Am Freitag schlug ich eine Session über die Zukunft der Barcamps vor. Hintergrund waren die Diskussionen zuvor:
- Sind Barcamps in Österreich anders?
- Barcamp-Kultur – einst und jetzt
- Der Geist der Barcamps weht wo er will – lest dort bitte auch die Kommentare
Da kamen doch einige Fragen, Enttäuschungen und Hoffnungen zusammen, die es galt weiter zu diskutieren.
Die rund 60 Minuten gingen „quer durch den Barcampgarten“, daher möchte ich nur ein paar Punkte aufzählen, die für mich so hängen blieben.
Jede Bewegung hat die Gefahr der „Kommerzialisierung“ in sich – von Sport bis Musik. Dass das auch mit Barcamps passiert, sahen die meisten als nicht problematisch an – im Sinne, dass auch Firmen den Namen „okkupieren“ aber ohne auf freien Zugang, Gestaltung durch die TeilnehmerInnen etc. zu achten. Wichtig sei, dass es daneben noch eine Bewegung gibt, die den „Geist des Barcamps“ weiter lebt und Barcamps offen gestalten.
Für mich neu war die Frage, ob Unis/FHs als Ort von Barcamps eine Hemmschwelle wären. Dies wurde aber dann doch von den meisten eher verneint. Die Schwierigkeit besteht noch dazu, dass man um wenig Geld (oder kostenlos) geeignete Räumlichkeiten erst mal finden muss.
Zum Thema Bewerbung gab es zwei Anregungen:
- Mehr Offline Werbung: Plakate, Flyer, … aber auch das ist eine Frage des Geldes (zumindest teilweise)

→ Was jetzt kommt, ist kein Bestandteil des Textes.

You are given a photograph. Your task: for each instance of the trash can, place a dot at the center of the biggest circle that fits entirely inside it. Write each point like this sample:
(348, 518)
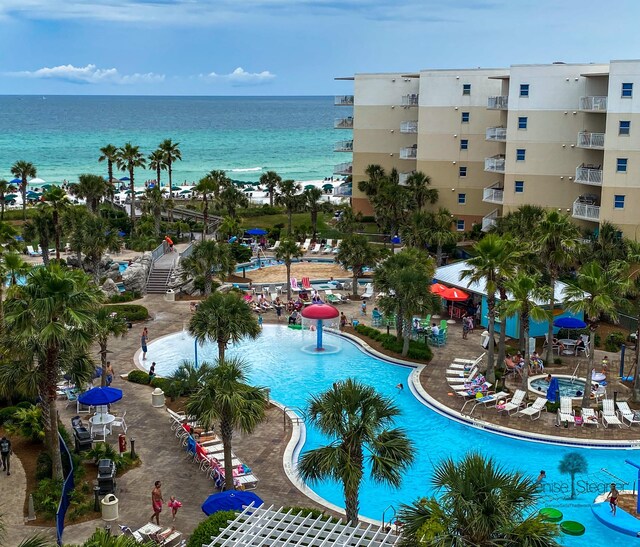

- „Bring an offliner“ – Bring jemanden aus deinem Bekanntenkreis, der nicht so webaffin ist
Ansätze, die man weiterdenken kann.
Was immer wieder als Frage kommt ist die nach den 8 Barcamp Regeln. Für die einen sind sie zu strikt, halten Menschen vom Besuch ab, da sie unterschiedlich interpretiert werden können. Insbesondere „Wenn das ein erstes Barcamp ist musst du präsentieren“ gilt als abschreckend. Meiner einer hat dazu schon vor einiger Zeit mit Barcamp? Wie ist das mit dem präsentieren müssen? einen Versuch unternommen, diese zeitgemäß zu interpretieren.
Schlussendlich überlege ich mir, ob wir doch einen Versuch unternehmen sollten die 8 Regeln ein wenig zu adaptieren – im Geiste der Grundidee – aber doch verständlicher. Aber so sicher bin ich mir dazu noch nicht.
Eine No-Show-Diskussion hatten wir nicht. Auch wenn ich keinen Gesamtüberblick habe: Der Meeting Room war immer voll, die Sessions teilweise überbelegt (im Sinne von mehr Menschen als Stühle). Zumindest konnte man so nicht den Eindruck erlangen, dass zuwenige TeilnehmerInnen anwesend waren.
Aber die Diskussion geht weiter. Und wie ich mal schrieb: „Barcamps müssen sich immer wieder neu erfinden“. In diesem Sinne ist es vielleicht gut, wenn man bei jedem Barcamp auch eine Session über Barcamps abhält. Solange diese nicht nur ein „braten im eigenen Saft“ sind sondern zumindest den Versuch unternehmen auch neue Ideen zu finden, wie man Barcamp gestalten kann.